Jacques Vaché (suite)
d'après Presse Océan, 7 mars 2008
La ville de Nantes acquiert de nouvelles lettres du Nantais Jacques Vaché (1895-1919), pionnier, malgré lui, du mouvement surréaliste.
Au mois d'août 1919, André Breton publie aux éditions du Sans-Pareil, un petit livre intitulé Lettres de Guerre de Jacques Vaché. Ce sont celles qu'il a reçues personnellement de son ami. Cet opuscule, dont l'original est aujourd'hui rarissime, sera réédité et enrichi trente ans plus tard, aux éditions K.
Puis, de fil en aiguille, l'auteur Georges Sebbag retrouvera la piste familiale de Jacques Vaché, sa soeur en fait, qui vit toujours. Il éditera ainsi un ensemble de lettres aux éditions Jean-Michel Place, envoyées depuis le front - Jacques Vaché est soldat -, de juillet 1916 à janvier 1918.
Ce véritable journal de guerre se retrouve aujourd'hui dans l'escarcelle de la municipalité nantaise, grâce à l'exercice du droit de préemption. Elle a ainsi acquis ces nouveaux courriers voilà deux mois au cours d'une vente publique. La Ville, qui poursuit sa politique d'enrichissement des fonds patrimonieux de la bibliothèque municipale, possède aujourd'hui 94 lettres que le jeune dandy nantais adressa à sa famille et à ses amis. Trois de ces lettres sont à ce jour restées inédites. Elle a également acheté, en 2007, le télégramme que le médecin chef de l'hôpital Broussais adressa le 19 janvier 1919 à Breton pour lui donner l'adresse de la famille Vaché.
C'est en 1915 que la route de Jacques Vaché, ancien élève du lycée Clemenceau, croise celle d'André Breton. Blessé au mollet, il est soigné à l'hôpital du Boccage, rue du même nom. Il se lie d'amitié avec deux internes en médecine, Théodore Fraenkel et André Breton, et une infirmière, Jeanne Derrien.
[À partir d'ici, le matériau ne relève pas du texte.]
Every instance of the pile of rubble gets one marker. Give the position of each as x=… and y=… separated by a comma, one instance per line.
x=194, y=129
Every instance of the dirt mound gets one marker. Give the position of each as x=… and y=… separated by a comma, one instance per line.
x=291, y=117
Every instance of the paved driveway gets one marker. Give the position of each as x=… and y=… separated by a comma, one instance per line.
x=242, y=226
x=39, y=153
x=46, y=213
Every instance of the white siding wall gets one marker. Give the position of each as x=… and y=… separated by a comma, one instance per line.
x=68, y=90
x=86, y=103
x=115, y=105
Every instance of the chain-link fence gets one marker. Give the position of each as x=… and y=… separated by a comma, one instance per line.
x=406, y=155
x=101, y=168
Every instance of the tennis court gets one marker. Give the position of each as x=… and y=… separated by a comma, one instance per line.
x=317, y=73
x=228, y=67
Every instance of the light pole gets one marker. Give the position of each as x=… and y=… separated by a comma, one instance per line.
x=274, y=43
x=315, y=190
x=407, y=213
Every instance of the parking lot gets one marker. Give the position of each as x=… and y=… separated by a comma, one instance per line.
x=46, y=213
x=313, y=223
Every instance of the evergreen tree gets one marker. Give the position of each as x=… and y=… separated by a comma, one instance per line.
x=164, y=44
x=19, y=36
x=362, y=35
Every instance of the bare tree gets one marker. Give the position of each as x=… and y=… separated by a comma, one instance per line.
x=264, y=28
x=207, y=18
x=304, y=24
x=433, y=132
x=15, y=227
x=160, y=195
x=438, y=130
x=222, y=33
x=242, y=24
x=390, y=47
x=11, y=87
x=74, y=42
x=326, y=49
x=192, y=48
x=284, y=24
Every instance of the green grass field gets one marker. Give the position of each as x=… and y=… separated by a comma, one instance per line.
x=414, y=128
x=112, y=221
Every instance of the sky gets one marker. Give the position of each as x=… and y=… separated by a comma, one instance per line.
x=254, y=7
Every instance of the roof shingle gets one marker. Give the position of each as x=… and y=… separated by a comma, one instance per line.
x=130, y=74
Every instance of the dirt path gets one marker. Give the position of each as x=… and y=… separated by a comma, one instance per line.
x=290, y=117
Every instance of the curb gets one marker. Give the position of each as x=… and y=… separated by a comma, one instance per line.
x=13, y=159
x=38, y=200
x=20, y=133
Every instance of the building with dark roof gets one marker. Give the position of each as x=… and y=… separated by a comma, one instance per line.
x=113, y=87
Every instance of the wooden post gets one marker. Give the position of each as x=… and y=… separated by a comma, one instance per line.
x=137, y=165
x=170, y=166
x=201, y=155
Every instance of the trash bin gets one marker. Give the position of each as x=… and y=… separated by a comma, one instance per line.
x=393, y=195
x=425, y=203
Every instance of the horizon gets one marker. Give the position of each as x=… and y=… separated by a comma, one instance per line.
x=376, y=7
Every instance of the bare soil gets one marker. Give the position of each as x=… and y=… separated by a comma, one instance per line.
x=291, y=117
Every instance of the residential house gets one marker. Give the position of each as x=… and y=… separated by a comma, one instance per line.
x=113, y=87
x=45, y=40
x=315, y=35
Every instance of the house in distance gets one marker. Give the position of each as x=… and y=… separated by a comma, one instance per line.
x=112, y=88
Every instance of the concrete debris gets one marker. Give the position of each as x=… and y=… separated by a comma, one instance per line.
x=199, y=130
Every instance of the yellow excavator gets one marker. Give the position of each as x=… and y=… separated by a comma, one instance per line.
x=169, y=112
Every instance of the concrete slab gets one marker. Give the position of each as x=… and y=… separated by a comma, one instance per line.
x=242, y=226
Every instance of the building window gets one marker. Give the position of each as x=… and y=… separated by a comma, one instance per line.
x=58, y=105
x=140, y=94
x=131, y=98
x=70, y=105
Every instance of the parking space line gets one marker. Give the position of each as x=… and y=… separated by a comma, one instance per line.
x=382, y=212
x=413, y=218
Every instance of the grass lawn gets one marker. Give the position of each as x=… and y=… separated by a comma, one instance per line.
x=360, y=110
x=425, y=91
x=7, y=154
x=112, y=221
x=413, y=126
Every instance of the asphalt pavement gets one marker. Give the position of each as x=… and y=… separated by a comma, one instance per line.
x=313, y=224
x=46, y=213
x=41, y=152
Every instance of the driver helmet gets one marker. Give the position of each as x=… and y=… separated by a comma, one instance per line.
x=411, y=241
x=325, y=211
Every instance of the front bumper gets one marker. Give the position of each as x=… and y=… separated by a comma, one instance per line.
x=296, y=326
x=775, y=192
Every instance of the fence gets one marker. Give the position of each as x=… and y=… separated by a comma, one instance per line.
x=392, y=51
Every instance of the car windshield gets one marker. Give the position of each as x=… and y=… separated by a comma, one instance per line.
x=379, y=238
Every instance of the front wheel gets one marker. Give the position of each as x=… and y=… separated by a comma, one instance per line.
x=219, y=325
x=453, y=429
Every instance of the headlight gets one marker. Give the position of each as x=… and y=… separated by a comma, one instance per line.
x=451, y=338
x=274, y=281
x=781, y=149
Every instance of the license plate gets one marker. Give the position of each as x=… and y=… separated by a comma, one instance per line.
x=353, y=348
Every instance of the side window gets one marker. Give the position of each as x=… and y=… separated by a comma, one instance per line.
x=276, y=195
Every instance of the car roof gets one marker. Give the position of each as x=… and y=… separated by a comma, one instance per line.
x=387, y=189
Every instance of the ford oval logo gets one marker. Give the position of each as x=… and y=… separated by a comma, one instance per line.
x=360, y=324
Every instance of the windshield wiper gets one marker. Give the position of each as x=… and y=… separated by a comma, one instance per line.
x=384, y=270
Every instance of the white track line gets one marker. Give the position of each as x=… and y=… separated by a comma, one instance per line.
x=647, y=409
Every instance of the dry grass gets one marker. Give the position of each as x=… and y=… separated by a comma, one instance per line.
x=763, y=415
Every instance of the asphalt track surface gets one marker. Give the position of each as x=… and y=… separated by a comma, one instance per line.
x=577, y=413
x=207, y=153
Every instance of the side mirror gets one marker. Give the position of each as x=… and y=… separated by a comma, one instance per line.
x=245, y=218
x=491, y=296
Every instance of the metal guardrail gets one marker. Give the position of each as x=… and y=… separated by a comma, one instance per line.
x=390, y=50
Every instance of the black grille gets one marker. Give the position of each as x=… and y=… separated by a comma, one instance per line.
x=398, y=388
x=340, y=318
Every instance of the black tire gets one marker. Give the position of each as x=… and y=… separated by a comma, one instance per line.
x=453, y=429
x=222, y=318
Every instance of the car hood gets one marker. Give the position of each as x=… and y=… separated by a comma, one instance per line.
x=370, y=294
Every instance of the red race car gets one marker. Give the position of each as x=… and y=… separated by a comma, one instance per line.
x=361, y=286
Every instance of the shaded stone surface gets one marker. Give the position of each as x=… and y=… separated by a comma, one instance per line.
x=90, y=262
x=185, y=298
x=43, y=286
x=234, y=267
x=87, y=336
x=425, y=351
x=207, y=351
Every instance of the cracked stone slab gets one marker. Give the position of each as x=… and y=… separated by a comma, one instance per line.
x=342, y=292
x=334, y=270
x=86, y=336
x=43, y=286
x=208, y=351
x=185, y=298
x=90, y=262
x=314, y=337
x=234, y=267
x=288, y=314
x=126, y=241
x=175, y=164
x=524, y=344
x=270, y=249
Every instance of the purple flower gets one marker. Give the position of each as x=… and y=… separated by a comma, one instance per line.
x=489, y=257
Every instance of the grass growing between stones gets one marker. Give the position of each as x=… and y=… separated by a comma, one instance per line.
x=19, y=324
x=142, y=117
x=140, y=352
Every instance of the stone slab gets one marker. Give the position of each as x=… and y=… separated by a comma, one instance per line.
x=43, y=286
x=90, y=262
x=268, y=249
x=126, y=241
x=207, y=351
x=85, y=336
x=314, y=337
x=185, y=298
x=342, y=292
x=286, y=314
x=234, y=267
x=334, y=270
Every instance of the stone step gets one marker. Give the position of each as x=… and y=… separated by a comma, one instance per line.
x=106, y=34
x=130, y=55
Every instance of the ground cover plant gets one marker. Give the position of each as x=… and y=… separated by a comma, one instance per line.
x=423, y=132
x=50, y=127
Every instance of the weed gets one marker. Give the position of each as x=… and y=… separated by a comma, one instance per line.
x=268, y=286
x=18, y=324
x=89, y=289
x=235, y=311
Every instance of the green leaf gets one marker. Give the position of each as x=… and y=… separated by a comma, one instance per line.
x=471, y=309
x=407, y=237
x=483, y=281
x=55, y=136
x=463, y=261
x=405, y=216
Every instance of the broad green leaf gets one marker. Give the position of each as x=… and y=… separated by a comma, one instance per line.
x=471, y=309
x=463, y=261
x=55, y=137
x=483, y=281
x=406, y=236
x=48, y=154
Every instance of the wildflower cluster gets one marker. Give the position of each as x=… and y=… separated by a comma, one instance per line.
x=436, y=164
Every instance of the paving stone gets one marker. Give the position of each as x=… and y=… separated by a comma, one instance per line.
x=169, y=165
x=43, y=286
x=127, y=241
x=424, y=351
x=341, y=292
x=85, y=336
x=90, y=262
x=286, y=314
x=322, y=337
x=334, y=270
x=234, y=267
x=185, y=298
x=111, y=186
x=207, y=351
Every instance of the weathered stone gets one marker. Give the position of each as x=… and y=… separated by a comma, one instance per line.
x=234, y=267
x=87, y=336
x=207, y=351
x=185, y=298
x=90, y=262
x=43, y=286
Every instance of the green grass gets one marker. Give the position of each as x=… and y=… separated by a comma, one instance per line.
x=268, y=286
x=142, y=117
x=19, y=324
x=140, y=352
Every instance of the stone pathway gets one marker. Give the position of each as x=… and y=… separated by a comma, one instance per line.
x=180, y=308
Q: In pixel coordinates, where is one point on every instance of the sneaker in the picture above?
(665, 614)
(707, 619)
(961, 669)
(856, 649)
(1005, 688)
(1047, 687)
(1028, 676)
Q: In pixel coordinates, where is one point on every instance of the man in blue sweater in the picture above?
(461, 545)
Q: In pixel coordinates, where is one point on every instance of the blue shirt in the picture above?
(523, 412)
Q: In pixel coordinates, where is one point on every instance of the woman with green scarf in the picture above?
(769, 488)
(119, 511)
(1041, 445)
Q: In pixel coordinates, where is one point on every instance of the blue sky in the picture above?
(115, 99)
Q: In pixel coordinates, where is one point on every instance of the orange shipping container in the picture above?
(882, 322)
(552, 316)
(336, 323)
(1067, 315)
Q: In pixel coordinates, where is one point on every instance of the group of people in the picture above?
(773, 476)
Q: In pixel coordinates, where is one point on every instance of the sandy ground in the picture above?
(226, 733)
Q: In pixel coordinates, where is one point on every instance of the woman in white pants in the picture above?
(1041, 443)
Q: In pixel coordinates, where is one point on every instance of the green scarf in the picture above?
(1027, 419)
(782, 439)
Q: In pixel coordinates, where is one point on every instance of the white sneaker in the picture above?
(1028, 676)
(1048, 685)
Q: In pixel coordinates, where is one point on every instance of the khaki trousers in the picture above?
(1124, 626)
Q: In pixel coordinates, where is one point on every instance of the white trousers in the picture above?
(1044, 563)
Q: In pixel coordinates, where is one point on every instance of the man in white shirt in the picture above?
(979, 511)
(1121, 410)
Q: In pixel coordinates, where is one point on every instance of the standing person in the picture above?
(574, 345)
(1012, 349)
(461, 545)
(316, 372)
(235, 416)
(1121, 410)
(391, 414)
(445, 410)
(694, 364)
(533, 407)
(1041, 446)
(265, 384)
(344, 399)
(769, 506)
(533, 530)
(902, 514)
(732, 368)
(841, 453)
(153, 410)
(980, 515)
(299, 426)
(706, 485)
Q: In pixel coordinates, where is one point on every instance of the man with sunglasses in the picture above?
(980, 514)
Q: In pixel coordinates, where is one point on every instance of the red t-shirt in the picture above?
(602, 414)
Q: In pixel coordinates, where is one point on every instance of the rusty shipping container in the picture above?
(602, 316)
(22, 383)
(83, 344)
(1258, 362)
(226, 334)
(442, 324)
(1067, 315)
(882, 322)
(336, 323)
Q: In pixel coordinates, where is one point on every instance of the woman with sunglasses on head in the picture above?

Son amie « Jeannette » recevra des dizaines de lettres de Jacques Vaché qui, par ailleurs, fera les quatre cents coups avec André Breton. Mais la mort le rejoint le 6 janvier 1919 à l'hôtel de France de la place Graslin. Vaché et son ami Paul Bonnet succombent à une overdose d'opium. Ce tragique fait divers sera très longtemps étouffé par la famille du soldat Vaché, dont le père est militaire.
En 1924, André Breton, sur les traces du dadaïsme, fonde le mouvement surréaliste. Au fil de ses écrits et de sa vie, Jacques Vaché devient le fil rouge de la propre histoire d'André Breton.
Deux ouvrages récents Jacques Vaché (de Bertrand Lacarelle, chez Grasset) et Les Solennels (éditions Dilecta, textes inédits préfacés par le spécialiste nantais Patrice Allain) s'ajoutent à l'édifice du mythe Vaché. Un mythe qui n'est pas près de s'éteindre, si l'on en croit le nombre de réactions suscitées par le blog de Raphaël Sorin qui parle du rapport d'autopsie des deux jeunes morts d'overdose. A l'époque de ses propres recherches sur les traces des surréalistes à Nantes, Raphaël Sorin avait rencontré Pierre Lanoë, un ancien poilu ami de Jacques Vaché et Roger Guibal, l'un de ses cousins.